Load data into carbondata executors distributed unevenly

Posted by a on
URL: http://apache-carbondata-dev-mailing-list-archive.168.s1.nabble.com/Load-data-into-carbondata-executors-distributed-unevenly-tp9831.html

Hello!

Test result:
When I load csv data into carbondata table 3 times,the executors distributed unevenly。
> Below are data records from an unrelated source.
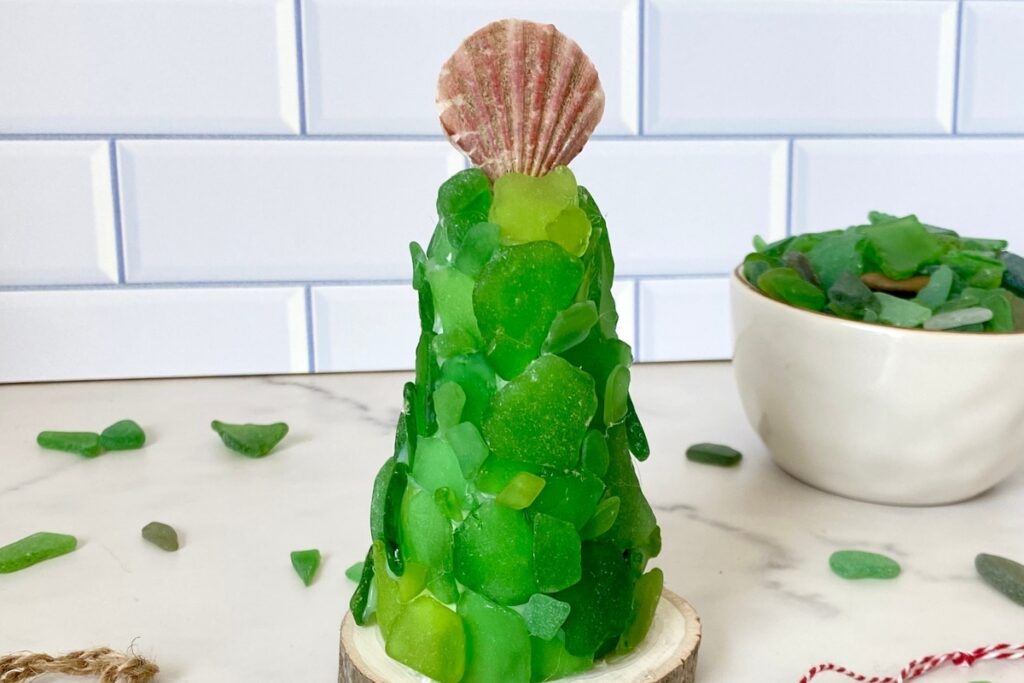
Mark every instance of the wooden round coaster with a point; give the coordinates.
(668, 654)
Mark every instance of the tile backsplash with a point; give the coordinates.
(225, 186)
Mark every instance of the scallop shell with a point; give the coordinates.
(519, 96)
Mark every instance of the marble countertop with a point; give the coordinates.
(748, 547)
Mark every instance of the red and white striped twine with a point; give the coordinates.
(925, 665)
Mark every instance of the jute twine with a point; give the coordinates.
(102, 663)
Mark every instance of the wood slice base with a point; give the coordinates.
(668, 654)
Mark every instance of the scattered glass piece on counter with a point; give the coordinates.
(714, 454)
(856, 564)
(249, 439)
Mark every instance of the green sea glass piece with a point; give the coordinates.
(595, 454)
(521, 491)
(497, 473)
(463, 201)
(430, 638)
(1013, 276)
(386, 589)
(385, 509)
(469, 447)
(359, 602)
(1004, 574)
(516, 298)
(476, 378)
(849, 297)
(161, 535)
(799, 262)
(635, 434)
(354, 571)
(494, 554)
(524, 206)
(838, 255)
(571, 229)
(976, 269)
(571, 497)
(35, 549)
(714, 454)
(251, 440)
(123, 435)
(449, 504)
(427, 541)
(646, 595)
(862, 564)
(601, 601)
(900, 312)
(635, 528)
(545, 615)
(901, 247)
(497, 641)
(453, 292)
(616, 391)
(785, 285)
(556, 553)
(450, 399)
(550, 659)
(480, 243)
(604, 517)
(83, 443)
(958, 318)
(570, 327)
(542, 416)
(436, 465)
(997, 301)
(305, 563)
(936, 292)
(756, 265)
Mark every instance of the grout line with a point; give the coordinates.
(310, 341)
(641, 63)
(636, 319)
(636, 279)
(954, 123)
(119, 241)
(300, 61)
(359, 137)
(788, 188)
(203, 285)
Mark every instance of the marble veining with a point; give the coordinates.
(748, 547)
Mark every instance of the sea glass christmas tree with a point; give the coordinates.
(510, 535)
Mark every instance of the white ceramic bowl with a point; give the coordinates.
(905, 417)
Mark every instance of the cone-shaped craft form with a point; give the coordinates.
(510, 535)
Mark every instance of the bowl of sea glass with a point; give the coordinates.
(850, 401)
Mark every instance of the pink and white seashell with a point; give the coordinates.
(519, 96)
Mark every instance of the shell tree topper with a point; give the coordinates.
(510, 535)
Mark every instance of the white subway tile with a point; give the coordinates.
(361, 328)
(970, 185)
(279, 210)
(992, 68)
(101, 334)
(685, 207)
(800, 66)
(56, 213)
(161, 66)
(376, 327)
(685, 319)
(372, 65)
My  purpose is one node one task,but the result is some node has 2 task and some node has no task。
See the load data 1.png,data 2.png,data 3.png。
The carbondata data.PNG is the data structure in hadoop.

I load 4 0000 0000 records into carbondata table takes 2629s seconds,its too long。

Question:
How can i make the executors distributed evenly ?

The environment
spark2.1+carbondata1.1,there are 7 datanodes.

./bin/spark-shell   \
--master yarn \
--deploy-mode client  \
--num-executors n \ (the first time is 7(result in load data 1.png),the second time is 6(result in load data 2.png),the three time is 8(result in load data3.png))
--executor-cores 10 \
--executor-memory 40G \
--driver-memory 8G \

carbon.properties
######## DataLoading Configuration ########
carbon.sort.file.buffer.size=20
carbon.graph.rowset.size=10000
carbon.number.of.cores.while.loading=10
carbon.sort.size=50000
carbon.number.of.cores.while.compacting=10
carbon.number.of.cores=10

Best regards!